Towards a quantitative comparison between electron scale turbulence experiment and simulation

Juan Ruiz Ruiz

PSFC

Tuesday, December 5, 2017

5:00pm

PSFC Student Seminars

Achieving high plasma confinement is a critical requirement towards achieving successful fusion operation in future fusion devices. Current tokamak experiments exhibit heat losses caused by turbulent fluctuations that take place at ion and electron gyro-radius scales, which degrade the confinement of the plasma and impede fusion reactions to take place. Spherical tokamaks exhibit heat losses due to ions to be negligible (under some parametric regimes), but heat losses due to electrons remain unexplained and are the dominant heat loss mechanism. One of the main candidates to explain the transport of electron heat in spherical tokamaks are turbulent fluctuations taking place at electron gyro-radius scales. However, current models of electron scale turbulence have still to be properly validated against experimental measurements in spherical tokamaks.

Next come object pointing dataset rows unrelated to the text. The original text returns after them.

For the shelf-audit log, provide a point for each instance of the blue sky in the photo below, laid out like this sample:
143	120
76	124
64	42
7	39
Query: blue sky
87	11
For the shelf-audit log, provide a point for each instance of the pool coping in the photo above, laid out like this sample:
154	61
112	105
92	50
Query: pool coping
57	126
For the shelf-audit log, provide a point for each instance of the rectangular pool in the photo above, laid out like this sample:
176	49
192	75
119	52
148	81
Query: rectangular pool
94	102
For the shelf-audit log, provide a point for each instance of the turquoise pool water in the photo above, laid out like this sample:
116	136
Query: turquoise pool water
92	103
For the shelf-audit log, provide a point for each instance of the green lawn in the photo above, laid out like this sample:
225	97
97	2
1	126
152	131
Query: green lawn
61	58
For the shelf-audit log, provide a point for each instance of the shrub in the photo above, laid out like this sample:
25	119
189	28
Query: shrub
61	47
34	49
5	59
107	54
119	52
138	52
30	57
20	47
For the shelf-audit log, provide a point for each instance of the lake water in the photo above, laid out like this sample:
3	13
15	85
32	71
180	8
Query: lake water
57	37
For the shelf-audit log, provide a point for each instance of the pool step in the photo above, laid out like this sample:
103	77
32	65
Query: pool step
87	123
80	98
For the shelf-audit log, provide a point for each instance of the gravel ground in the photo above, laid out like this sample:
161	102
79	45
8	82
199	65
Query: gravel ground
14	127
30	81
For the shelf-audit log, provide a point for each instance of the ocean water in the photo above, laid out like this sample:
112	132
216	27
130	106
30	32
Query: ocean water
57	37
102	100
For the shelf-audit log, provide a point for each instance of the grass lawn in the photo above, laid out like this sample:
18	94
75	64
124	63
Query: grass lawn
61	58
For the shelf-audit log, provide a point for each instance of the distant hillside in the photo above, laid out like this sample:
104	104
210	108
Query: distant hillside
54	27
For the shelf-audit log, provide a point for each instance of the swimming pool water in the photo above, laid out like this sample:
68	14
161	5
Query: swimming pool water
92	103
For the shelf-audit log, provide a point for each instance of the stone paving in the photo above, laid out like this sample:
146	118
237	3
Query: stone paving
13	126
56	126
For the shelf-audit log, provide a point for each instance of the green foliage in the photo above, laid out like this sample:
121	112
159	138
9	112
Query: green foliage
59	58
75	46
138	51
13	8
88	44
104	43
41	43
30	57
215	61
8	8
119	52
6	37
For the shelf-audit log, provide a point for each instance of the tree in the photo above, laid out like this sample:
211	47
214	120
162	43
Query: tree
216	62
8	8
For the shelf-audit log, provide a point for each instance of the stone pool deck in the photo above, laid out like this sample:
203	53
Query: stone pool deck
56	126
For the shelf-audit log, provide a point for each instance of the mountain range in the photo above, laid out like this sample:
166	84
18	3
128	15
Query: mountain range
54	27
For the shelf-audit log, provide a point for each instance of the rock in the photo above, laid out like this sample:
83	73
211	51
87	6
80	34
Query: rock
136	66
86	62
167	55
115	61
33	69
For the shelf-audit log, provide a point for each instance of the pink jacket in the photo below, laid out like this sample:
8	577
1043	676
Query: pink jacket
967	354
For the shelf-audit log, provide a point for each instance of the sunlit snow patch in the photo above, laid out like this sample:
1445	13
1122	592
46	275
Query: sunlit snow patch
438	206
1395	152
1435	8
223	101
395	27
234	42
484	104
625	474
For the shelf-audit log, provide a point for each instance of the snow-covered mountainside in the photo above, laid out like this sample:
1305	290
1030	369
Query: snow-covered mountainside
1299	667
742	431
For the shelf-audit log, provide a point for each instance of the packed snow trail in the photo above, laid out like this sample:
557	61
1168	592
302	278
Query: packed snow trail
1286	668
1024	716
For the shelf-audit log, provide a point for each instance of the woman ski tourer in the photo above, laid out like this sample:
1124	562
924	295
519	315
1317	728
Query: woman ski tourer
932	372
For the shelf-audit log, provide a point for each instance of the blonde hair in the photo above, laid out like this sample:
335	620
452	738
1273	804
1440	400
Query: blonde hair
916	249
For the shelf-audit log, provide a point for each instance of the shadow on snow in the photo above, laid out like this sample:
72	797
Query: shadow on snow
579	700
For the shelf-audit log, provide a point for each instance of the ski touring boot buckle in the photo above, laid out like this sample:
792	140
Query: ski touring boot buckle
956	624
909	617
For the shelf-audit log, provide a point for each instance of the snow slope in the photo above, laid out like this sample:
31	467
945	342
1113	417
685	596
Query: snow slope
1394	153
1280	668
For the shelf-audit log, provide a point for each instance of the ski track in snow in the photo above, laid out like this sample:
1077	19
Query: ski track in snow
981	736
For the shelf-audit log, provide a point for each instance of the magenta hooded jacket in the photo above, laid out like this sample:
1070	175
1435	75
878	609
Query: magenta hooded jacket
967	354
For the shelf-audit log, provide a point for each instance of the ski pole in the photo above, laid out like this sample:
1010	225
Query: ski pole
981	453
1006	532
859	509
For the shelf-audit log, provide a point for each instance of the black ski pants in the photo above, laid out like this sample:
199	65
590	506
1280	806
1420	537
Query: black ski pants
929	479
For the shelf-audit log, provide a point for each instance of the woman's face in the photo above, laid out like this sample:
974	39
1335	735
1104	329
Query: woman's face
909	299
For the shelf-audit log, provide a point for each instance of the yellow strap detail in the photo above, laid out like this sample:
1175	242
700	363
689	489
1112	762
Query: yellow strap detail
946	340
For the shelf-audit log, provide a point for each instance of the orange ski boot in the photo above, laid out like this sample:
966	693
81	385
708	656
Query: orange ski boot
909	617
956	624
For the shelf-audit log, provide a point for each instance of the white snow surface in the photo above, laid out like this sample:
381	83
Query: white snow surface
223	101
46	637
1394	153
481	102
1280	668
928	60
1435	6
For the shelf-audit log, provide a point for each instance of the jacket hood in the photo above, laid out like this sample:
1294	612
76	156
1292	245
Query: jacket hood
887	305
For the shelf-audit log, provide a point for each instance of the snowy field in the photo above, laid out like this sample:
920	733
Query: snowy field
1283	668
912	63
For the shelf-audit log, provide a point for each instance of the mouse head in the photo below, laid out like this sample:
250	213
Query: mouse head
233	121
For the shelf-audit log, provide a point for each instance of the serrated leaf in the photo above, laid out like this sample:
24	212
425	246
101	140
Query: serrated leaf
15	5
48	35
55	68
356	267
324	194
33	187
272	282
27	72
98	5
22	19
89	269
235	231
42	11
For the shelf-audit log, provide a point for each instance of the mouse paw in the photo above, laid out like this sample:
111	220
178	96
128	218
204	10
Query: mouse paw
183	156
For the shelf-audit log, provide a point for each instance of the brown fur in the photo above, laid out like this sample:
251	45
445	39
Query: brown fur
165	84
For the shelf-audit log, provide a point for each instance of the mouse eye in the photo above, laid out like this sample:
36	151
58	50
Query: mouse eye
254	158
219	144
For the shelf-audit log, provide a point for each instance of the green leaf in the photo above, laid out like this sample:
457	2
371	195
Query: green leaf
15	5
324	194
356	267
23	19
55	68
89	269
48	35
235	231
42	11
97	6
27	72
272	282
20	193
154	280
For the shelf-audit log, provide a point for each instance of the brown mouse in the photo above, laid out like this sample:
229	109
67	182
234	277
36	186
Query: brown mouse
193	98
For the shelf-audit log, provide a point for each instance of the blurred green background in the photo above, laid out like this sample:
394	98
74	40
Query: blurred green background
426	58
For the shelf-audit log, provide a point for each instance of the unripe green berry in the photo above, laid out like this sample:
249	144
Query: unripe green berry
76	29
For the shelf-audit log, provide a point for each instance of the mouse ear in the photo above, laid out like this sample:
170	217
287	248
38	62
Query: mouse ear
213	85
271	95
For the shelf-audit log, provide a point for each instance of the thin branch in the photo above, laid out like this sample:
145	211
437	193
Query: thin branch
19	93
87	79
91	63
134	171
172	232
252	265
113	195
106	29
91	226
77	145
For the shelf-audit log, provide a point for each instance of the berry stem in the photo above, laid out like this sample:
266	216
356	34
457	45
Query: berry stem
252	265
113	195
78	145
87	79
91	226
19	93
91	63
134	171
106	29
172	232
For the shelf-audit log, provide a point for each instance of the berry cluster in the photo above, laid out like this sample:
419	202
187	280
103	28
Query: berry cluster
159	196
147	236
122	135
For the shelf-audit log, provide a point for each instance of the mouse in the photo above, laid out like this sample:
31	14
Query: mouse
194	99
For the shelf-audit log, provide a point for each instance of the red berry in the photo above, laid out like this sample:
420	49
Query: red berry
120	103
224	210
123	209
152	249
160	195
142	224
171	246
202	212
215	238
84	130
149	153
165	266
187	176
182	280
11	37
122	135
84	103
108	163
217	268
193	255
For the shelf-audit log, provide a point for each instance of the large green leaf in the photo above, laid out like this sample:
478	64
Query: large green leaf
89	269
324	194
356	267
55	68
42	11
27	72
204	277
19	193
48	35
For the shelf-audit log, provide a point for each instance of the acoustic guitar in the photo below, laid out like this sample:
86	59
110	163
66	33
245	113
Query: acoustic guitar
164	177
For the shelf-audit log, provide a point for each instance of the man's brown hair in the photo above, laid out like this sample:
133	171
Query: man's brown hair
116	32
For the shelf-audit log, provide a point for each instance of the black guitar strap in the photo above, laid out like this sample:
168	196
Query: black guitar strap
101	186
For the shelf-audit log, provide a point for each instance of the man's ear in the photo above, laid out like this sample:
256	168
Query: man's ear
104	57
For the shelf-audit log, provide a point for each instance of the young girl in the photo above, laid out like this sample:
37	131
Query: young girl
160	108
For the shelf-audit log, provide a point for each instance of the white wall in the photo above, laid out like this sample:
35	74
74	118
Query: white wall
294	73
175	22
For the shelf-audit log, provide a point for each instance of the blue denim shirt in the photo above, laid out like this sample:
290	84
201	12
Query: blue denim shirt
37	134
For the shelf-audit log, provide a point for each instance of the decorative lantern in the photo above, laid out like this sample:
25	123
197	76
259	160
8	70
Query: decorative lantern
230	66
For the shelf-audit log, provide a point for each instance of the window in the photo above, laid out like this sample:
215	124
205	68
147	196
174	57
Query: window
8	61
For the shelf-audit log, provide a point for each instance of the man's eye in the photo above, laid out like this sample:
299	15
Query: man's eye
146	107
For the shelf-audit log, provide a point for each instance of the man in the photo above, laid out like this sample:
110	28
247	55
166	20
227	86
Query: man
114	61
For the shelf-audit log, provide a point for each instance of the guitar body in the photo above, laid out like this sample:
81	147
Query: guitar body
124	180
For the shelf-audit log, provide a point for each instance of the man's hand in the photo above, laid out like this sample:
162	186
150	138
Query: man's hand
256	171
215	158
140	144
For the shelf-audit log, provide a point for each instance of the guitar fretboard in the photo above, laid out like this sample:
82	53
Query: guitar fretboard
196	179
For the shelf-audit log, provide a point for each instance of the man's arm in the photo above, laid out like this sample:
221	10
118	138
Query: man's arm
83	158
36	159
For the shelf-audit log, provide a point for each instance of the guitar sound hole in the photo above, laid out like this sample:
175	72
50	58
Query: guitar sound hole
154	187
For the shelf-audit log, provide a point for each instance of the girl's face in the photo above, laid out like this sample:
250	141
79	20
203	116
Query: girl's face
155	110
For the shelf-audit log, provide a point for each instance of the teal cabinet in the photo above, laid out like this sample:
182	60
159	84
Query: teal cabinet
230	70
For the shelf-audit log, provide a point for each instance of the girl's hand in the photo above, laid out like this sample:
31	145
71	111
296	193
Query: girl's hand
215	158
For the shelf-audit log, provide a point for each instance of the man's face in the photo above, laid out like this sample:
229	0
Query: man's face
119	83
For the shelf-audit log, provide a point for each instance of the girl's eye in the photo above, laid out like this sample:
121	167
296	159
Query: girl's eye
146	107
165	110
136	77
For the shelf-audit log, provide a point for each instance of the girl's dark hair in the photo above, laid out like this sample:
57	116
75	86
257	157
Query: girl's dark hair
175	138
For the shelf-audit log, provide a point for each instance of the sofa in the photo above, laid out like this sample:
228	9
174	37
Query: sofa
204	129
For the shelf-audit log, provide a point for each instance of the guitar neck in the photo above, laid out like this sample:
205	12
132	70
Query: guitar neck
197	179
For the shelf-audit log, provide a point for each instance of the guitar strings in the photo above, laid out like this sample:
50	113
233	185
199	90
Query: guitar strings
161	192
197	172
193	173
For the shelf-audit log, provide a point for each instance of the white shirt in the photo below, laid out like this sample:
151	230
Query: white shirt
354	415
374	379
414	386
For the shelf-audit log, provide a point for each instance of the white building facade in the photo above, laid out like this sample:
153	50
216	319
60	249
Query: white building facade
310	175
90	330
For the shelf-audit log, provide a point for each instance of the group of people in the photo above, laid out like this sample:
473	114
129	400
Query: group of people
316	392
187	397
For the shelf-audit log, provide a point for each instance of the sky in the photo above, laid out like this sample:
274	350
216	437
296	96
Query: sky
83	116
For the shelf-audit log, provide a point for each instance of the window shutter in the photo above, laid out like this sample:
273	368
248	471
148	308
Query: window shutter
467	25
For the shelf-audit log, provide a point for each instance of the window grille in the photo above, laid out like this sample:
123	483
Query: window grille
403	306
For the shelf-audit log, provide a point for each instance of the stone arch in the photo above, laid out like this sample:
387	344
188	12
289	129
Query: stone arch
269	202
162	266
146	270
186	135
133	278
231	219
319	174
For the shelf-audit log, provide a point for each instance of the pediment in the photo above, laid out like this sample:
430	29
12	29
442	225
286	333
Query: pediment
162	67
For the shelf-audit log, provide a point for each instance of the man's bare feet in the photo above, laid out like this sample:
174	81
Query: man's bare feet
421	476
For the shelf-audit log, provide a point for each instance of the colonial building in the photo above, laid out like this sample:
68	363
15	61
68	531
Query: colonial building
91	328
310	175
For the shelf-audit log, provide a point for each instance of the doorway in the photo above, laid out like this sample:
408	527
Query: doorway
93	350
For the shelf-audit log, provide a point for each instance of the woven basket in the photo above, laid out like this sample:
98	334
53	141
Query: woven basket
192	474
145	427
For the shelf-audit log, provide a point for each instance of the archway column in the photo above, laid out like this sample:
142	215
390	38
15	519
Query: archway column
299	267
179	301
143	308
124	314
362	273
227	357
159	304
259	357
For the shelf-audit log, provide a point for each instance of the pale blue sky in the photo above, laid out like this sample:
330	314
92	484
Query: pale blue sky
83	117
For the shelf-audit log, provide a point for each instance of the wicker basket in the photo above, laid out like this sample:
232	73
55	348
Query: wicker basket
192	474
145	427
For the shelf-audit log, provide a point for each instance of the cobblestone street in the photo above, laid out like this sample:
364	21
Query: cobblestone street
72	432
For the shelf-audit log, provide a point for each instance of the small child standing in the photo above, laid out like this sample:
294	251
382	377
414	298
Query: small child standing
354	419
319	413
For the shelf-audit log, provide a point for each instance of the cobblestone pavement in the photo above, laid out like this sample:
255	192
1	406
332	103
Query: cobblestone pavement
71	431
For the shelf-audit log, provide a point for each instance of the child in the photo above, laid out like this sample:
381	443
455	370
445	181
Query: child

In this talk I will explain how electron scale turbulence can be studied experimentally and numerically in spherical tokamaks. I will emphasize on the importance of designing synthetic numerical experiments that mimic tokamak experimental measurements, called synthetic diagnostics, in order to validate plasma turbulence models against experiments. I will present my current efforts to design a synthetic diagnostic to study electron scale turbulence and the transport of electron heat in the National Spherical Tokamak eXperiment (NSTX).